Читать книгу Как партия народ танцевать учила, как балетмейстеры ей помогали, и что из этого вышло. Культурная история советской танцевальной самодеятельности - Игорь Нарский - Страница 18

Часть 1.
Как партия народ танцевать учила
«Не превращайте ваше искусство в издевательство над зрителями и слушателями…»

Оглавление

«Светлый ручей» – это название колхоза. Либретто услужливо указывает точный адрес этого колхоза: Кубань. Перед нами новый балет, все действие которого авторы и постановщики пытались взять из нынешней колхозной жизни. Изображаются в музыке и танцах завершение уборочных работ и праздник урожая. По замыслу авторов балета все трудности позади. На сцене все счастливы, веселы, радостны. Балет должен быть пронизан светом, праздничным восторгом, молодостью.
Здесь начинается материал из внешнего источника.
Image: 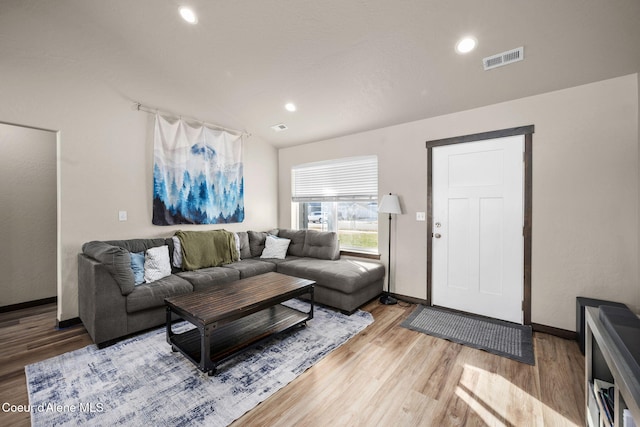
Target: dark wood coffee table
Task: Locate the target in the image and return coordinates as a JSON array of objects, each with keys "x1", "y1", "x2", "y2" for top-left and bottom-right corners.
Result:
[{"x1": 165, "y1": 272, "x2": 314, "y2": 375}]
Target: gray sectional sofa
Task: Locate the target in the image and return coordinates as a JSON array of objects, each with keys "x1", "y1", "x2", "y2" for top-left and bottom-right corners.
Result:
[{"x1": 78, "y1": 229, "x2": 385, "y2": 347}]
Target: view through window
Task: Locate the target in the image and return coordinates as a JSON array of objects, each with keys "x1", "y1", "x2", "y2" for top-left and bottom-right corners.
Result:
[{"x1": 291, "y1": 156, "x2": 378, "y2": 253}]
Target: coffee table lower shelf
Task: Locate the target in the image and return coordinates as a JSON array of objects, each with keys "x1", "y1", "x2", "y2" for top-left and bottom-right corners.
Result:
[{"x1": 168, "y1": 304, "x2": 310, "y2": 375}]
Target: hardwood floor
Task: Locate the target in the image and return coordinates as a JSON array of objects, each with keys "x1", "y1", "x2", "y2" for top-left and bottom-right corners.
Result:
[
  {"x1": 0, "y1": 301, "x2": 585, "y2": 426},
  {"x1": 0, "y1": 304, "x2": 94, "y2": 427}
]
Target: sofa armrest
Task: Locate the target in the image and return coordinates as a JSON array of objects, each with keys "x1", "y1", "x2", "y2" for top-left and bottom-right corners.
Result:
[
  {"x1": 78, "y1": 254, "x2": 128, "y2": 346},
  {"x1": 82, "y1": 241, "x2": 135, "y2": 295}
]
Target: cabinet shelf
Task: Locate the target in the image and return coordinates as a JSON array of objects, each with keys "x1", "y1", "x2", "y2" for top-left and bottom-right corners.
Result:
[
  {"x1": 169, "y1": 304, "x2": 310, "y2": 372},
  {"x1": 585, "y1": 307, "x2": 640, "y2": 427}
]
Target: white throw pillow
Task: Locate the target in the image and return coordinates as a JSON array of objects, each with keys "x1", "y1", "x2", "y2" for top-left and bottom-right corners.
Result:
[
  {"x1": 260, "y1": 235, "x2": 291, "y2": 260},
  {"x1": 172, "y1": 236, "x2": 182, "y2": 268},
  {"x1": 144, "y1": 245, "x2": 172, "y2": 283},
  {"x1": 233, "y1": 232, "x2": 241, "y2": 260}
]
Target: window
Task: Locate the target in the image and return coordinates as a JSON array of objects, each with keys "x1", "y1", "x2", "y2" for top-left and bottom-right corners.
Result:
[{"x1": 291, "y1": 156, "x2": 378, "y2": 253}]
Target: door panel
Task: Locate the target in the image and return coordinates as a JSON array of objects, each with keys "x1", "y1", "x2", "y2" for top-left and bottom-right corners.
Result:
[
  {"x1": 479, "y1": 197, "x2": 503, "y2": 296},
  {"x1": 432, "y1": 136, "x2": 524, "y2": 323},
  {"x1": 448, "y1": 149, "x2": 503, "y2": 188},
  {"x1": 447, "y1": 198, "x2": 470, "y2": 290}
]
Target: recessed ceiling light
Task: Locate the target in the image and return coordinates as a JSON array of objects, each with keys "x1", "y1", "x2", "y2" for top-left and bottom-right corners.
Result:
[
  {"x1": 284, "y1": 103, "x2": 297, "y2": 112},
  {"x1": 455, "y1": 37, "x2": 477, "y2": 54},
  {"x1": 179, "y1": 6, "x2": 198, "y2": 24}
]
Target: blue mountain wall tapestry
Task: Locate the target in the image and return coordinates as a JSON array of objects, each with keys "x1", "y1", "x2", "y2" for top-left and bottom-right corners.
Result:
[{"x1": 152, "y1": 114, "x2": 244, "y2": 225}]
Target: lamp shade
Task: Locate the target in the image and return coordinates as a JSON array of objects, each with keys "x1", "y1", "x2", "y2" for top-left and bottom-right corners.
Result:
[{"x1": 378, "y1": 194, "x2": 402, "y2": 214}]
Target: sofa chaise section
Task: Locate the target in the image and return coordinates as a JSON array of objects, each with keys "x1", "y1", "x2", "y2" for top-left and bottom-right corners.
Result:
[{"x1": 276, "y1": 258, "x2": 384, "y2": 314}]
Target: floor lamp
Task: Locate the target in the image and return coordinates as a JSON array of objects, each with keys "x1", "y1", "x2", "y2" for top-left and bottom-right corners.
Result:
[{"x1": 379, "y1": 193, "x2": 402, "y2": 305}]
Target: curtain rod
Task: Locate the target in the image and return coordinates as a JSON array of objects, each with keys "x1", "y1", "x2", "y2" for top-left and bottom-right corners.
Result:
[{"x1": 133, "y1": 102, "x2": 250, "y2": 138}]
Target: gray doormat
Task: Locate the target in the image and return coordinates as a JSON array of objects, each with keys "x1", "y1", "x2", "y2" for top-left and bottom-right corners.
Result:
[{"x1": 401, "y1": 305, "x2": 534, "y2": 365}]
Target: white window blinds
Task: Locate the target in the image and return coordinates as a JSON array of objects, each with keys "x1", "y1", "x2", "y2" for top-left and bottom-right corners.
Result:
[{"x1": 292, "y1": 156, "x2": 378, "y2": 202}]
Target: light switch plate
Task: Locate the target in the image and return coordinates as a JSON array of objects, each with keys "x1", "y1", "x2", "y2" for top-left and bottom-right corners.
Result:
[
  {"x1": 416, "y1": 212, "x2": 426, "y2": 221},
  {"x1": 118, "y1": 211, "x2": 128, "y2": 221}
]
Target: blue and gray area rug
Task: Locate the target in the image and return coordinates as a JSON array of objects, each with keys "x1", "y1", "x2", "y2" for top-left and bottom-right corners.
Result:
[
  {"x1": 25, "y1": 300, "x2": 373, "y2": 426},
  {"x1": 401, "y1": 305, "x2": 534, "y2": 365}
]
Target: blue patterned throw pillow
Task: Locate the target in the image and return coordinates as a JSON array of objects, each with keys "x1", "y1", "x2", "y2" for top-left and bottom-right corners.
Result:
[{"x1": 130, "y1": 252, "x2": 145, "y2": 285}]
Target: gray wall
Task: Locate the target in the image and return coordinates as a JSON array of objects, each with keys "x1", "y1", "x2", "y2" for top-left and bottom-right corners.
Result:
[
  {"x1": 0, "y1": 123, "x2": 57, "y2": 306},
  {"x1": 279, "y1": 74, "x2": 640, "y2": 331}
]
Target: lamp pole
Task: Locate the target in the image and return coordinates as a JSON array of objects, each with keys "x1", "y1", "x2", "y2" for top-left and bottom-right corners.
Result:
[{"x1": 380, "y1": 194, "x2": 398, "y2": 305}]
Нельзя возражать против попытки балета приобщиться к колхозной жизни. Балет – это один из наиболее у нас консервативных видов искусства. Ему труднее всего переломить традиции условности, привитые вкусами дореволюционной публики. Самая старая из этих традиций – кукольное, фальшивое отношение к жизни. В балете, построенном на этих традициях, действуют не люди, а куклы. Их страсти – кукольные страсти. Основная трудность в советском балете заключается в том, что тут куклы невозможны. Они выглядели бы нестерпимо, резали бы глаз фальшью.

Это налагало на авторов балета, на постановщиков, на театр серьезные обязательства. Если они хотели представить колхоз на сцене, надо изучить колхоз, его людей, его быт. Если они задались целью представить именно кубанский колхоз, надо было познакомиться с тем, что именно характерного в колхозах Кубани. Серьезная тема требует серьезного отношения, большого и добросовестного труда. Перед авторами балета, перед композитором открылись бы богатейшие источники творчества в народных песнях, в народных плясках, играх.

Жизнь колхоза, его новый, еще только складывающийся быт, его праздники – это ведь очень значительная, важная, большая тема. Нельзя подходить к этому с налета, с кондачка – все равно, в драме ли, в опере, в балете. Тот, кому действительно дороги и близки новые отношения, новые люди в колхозе, не позволит себе превратить это в игру с куклами. Никто не подгоняет наше балетное и музыкальное искусство. Ели вы не знаете колхоза, если не знаете, в частности, колхоза на Кубани, не спешите, поработайте, но не превращайте ваше искусство в издевательство над зрителями и слушателями, не опошляйте жизни, полной радости творческого труда. По либретто Лопухова и Пиотровского на сцене изображен колхоз на Кубани. Но в действительности здесь нет ни Кубани, ни колхоза. Есть соскочившие с дореволюционной кондитерской коробки сусальные «пейзане», которые изображают «радость» в танцах, ничего общего не имеющих с народными плясками ни на Кубани, ни где бы то ни было. На этой же сцене Большого театра, где ломаются куклы, раскрашенные «под колхозника», подлинные колхозники с Северного Кавказа еще недавно показывали изумительное искусство народного танца. В нем была характерная именно для народов Северного Кавказа индивидуальность. Нет нужды непосредственно воспроизводить эти пляски и игры в искусстве балета, но только взяв их в основу и можно построить народный, колхозный балет.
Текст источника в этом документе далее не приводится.